Perhaps not surprisingly, although the struggle over the legitimacy of executions was important within early modern Europe, it was even more severe in the contexts of imperial expansion. Whether the site was Africa, East and South Asia, or in the Atlantic and Pacific worlds, the tension between metropolitan thinking, imperial realities, and local autonomy meant that the death penalty was highly charged and deeply explosive. Nor was this explosiveness limited to the imperial/colonial relationship. Even in post-colonial societies, the construction of new states that operated in an increasingly interconnected state system found their own power and legitimacy deeply bound up with the practices surrounding the criminal corpse, as Stacey Hynd’s essay on late nineteenth and early twentieth century Africa makes evident. Whereas we tend to think of debates over the death penalty as being primarily about its intrinsic characteristics, historically there has been far more concern about the justice of specific instances of its deployment and the specific forms it has taken. These issues were especially vexed when there was not even a shared culture of executions or the treatment of corpses.

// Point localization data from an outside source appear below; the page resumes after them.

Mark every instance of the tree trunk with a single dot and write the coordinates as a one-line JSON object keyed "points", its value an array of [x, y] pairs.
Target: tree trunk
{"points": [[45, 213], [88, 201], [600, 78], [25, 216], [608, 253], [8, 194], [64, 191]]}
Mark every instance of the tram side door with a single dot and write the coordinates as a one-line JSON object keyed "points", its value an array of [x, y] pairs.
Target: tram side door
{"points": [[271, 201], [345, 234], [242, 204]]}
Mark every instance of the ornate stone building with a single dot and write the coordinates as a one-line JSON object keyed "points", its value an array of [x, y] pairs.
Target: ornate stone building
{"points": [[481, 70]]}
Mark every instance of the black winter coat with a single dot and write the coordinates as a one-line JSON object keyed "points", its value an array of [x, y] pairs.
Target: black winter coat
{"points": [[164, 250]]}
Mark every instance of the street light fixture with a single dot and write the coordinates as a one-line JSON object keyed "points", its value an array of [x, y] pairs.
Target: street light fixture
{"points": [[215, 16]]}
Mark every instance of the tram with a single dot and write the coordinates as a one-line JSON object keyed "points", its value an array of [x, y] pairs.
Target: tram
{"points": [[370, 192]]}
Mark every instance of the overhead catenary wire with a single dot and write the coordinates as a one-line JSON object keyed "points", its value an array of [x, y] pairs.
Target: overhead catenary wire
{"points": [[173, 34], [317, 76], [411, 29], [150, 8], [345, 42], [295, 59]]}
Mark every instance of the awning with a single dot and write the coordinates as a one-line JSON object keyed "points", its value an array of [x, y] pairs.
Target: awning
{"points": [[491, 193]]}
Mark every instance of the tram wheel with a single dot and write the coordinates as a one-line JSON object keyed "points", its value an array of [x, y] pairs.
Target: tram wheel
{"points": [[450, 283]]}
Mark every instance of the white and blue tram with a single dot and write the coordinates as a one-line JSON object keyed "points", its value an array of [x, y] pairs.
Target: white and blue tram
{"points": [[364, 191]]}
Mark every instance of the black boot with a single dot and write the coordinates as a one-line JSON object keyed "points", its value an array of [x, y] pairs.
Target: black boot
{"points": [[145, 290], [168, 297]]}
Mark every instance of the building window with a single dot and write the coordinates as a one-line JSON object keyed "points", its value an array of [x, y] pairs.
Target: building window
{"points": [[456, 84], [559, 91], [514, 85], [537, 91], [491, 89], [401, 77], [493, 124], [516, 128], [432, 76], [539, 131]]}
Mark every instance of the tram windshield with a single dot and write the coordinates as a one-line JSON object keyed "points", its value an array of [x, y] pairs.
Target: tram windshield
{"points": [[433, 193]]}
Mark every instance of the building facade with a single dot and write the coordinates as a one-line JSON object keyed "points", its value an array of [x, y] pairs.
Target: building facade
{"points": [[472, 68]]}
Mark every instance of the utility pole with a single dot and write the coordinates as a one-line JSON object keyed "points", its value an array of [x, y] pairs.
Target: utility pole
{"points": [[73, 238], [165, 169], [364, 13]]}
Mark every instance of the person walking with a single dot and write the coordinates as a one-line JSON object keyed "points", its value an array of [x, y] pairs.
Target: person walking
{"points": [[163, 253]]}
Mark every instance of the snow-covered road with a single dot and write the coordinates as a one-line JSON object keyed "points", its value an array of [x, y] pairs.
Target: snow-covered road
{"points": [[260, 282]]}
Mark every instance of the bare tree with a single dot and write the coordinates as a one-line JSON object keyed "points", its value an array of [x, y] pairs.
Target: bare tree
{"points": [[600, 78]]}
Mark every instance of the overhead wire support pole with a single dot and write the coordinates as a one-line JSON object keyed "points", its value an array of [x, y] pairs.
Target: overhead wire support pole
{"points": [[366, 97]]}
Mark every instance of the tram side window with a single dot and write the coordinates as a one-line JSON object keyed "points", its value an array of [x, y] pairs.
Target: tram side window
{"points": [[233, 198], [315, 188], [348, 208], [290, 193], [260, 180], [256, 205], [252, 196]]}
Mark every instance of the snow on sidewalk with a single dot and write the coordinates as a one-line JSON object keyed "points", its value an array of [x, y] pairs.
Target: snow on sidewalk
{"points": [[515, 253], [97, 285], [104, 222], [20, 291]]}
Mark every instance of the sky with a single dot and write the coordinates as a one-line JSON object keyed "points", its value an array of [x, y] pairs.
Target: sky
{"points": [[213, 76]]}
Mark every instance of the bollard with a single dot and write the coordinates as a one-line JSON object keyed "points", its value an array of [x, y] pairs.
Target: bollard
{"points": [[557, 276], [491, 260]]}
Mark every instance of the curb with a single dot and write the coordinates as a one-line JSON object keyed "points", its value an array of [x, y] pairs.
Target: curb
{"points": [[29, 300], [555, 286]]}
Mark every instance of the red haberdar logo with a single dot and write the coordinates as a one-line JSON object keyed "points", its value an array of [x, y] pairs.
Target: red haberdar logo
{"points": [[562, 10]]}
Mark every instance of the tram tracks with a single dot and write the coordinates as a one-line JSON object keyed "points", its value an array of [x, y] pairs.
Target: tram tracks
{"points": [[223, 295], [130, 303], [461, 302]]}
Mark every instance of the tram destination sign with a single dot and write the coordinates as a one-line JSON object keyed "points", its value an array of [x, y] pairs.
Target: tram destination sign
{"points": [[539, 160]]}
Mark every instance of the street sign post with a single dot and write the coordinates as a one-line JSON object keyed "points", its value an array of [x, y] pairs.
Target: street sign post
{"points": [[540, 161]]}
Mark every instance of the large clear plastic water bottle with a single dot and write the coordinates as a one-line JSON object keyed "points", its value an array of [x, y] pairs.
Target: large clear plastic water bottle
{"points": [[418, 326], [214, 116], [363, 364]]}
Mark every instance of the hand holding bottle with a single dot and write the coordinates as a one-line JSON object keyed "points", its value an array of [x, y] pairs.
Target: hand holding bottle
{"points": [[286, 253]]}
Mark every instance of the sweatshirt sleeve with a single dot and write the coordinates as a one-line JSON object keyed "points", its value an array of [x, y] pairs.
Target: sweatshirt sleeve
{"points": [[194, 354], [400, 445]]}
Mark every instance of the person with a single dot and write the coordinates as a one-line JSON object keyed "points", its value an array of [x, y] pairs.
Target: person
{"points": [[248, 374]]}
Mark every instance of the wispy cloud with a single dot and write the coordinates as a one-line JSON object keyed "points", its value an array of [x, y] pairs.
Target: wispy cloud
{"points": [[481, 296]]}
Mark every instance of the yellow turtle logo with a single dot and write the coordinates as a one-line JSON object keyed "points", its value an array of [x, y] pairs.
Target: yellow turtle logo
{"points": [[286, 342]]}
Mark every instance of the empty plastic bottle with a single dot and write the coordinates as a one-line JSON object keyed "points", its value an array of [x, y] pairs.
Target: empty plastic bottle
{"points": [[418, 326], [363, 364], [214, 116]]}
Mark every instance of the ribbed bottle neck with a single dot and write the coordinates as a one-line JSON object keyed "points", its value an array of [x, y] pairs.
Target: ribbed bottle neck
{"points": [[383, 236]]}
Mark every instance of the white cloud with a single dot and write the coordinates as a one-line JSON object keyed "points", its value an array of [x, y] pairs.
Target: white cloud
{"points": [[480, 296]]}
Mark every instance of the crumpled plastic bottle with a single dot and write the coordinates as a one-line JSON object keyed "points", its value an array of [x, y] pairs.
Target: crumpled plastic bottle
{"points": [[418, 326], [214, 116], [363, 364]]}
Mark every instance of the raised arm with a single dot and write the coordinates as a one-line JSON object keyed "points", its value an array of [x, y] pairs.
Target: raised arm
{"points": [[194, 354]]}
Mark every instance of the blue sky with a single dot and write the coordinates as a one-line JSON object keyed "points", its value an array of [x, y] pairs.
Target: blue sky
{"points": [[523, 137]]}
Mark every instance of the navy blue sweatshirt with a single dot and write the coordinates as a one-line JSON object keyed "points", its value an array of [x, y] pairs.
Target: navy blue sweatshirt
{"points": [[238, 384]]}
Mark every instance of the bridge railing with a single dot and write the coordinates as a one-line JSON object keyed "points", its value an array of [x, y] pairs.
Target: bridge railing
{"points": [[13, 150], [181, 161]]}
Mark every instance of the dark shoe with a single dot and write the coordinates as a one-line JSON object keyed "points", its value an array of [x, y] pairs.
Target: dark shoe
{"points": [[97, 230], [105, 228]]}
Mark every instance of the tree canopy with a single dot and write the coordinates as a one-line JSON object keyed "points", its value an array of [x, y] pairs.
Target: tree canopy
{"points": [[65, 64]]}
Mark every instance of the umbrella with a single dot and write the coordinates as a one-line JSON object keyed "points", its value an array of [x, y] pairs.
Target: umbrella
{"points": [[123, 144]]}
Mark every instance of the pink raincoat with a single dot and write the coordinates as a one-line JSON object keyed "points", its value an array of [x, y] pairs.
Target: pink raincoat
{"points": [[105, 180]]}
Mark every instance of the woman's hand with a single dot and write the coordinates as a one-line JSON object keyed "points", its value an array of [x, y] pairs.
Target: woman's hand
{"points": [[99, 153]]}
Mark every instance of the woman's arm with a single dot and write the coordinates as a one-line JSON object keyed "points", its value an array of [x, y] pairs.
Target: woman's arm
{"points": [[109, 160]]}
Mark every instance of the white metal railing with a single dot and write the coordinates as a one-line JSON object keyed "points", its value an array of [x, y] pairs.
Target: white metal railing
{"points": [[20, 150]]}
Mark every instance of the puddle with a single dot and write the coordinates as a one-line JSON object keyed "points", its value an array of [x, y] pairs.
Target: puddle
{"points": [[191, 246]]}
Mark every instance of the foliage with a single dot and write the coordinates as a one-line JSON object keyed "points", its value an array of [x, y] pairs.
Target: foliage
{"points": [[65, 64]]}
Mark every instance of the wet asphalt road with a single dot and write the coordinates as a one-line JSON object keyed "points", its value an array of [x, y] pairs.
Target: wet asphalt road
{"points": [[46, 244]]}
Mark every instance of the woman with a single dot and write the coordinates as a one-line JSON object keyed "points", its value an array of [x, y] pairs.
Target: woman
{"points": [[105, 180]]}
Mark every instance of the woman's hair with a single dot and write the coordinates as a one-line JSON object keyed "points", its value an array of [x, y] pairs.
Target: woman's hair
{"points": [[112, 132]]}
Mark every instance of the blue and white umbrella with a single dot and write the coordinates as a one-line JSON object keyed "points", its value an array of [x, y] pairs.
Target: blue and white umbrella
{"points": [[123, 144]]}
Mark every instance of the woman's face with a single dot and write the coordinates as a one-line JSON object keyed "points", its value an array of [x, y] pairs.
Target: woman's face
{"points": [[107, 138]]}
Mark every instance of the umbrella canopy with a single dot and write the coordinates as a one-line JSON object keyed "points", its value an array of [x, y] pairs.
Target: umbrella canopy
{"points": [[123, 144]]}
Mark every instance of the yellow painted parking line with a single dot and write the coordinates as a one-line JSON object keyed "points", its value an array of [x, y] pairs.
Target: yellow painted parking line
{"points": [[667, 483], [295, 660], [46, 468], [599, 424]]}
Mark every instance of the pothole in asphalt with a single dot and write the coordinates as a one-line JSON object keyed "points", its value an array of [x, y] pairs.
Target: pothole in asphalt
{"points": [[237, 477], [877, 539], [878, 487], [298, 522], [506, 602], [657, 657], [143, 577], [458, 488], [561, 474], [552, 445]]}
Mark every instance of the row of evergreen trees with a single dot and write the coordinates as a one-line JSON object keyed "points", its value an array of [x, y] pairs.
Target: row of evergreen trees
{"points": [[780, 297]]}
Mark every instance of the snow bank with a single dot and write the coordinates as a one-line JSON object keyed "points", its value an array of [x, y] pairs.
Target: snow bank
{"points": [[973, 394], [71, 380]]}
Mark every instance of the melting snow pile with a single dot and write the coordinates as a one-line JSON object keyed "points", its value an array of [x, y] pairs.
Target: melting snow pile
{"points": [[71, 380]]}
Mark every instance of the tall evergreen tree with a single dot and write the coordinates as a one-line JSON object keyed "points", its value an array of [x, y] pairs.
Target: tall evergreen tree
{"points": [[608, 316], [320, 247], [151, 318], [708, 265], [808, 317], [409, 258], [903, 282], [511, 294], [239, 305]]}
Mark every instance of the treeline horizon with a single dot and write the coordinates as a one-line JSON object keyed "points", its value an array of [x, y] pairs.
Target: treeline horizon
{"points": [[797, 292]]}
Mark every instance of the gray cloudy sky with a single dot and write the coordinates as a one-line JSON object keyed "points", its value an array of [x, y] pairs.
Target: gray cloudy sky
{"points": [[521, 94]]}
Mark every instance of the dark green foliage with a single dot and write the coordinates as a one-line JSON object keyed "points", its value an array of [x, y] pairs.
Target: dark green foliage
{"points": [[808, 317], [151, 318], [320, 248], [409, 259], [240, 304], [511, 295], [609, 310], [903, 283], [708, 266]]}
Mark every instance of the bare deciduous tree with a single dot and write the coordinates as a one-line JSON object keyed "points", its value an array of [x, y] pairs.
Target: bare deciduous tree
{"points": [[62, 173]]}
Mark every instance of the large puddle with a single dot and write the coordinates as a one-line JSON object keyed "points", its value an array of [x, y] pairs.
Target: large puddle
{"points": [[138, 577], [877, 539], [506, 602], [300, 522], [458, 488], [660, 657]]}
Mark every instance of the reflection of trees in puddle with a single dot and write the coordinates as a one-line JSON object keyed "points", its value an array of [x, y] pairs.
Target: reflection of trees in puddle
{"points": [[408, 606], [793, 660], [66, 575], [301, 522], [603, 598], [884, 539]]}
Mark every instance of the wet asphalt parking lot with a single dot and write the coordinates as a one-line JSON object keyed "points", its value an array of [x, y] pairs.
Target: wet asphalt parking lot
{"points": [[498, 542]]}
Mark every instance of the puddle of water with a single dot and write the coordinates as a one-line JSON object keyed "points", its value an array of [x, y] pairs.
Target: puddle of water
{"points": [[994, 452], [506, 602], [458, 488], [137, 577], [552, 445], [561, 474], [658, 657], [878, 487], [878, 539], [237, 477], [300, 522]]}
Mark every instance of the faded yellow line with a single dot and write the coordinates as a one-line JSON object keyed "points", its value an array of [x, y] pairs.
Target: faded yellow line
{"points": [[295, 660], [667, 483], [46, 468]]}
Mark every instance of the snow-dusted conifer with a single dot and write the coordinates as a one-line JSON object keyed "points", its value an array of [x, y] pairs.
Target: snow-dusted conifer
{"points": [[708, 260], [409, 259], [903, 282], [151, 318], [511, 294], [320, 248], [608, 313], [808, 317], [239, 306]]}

One striking implication of this volume is that while scholars have tended to focus on the fate of the death penalty over time and into “modernity,” it may be that we need to pay more attention to its history across space. Its variations were not unlimited—after all it was carried forth by an increasingly uniform early modern and modern state—but its imbrication into local spaces and its treatment of specific types of bodies subject to particular beliefs about bodily integrity and cultures of remembrance meant that both authorities and their subjects were constrained to a wide creativity in its use and abuse. The book does not quite produce a “global” history (the Americas are noticeably under-considered as are the internal practices of Japan and Imperial China) but its demonstration of the multiplicity of death penalties and the importance of post-mortem punishments lays out the scaffolding for such a global history.

This volume is a product of the collective project on “Harnessing the Power of the Criminal Corpse” centered at the University of Leicester.  If the future volumes are as provocative, I for one, eagerly look forward to them.

Michael Meranze, Professor of History, University of California, Los Angeles.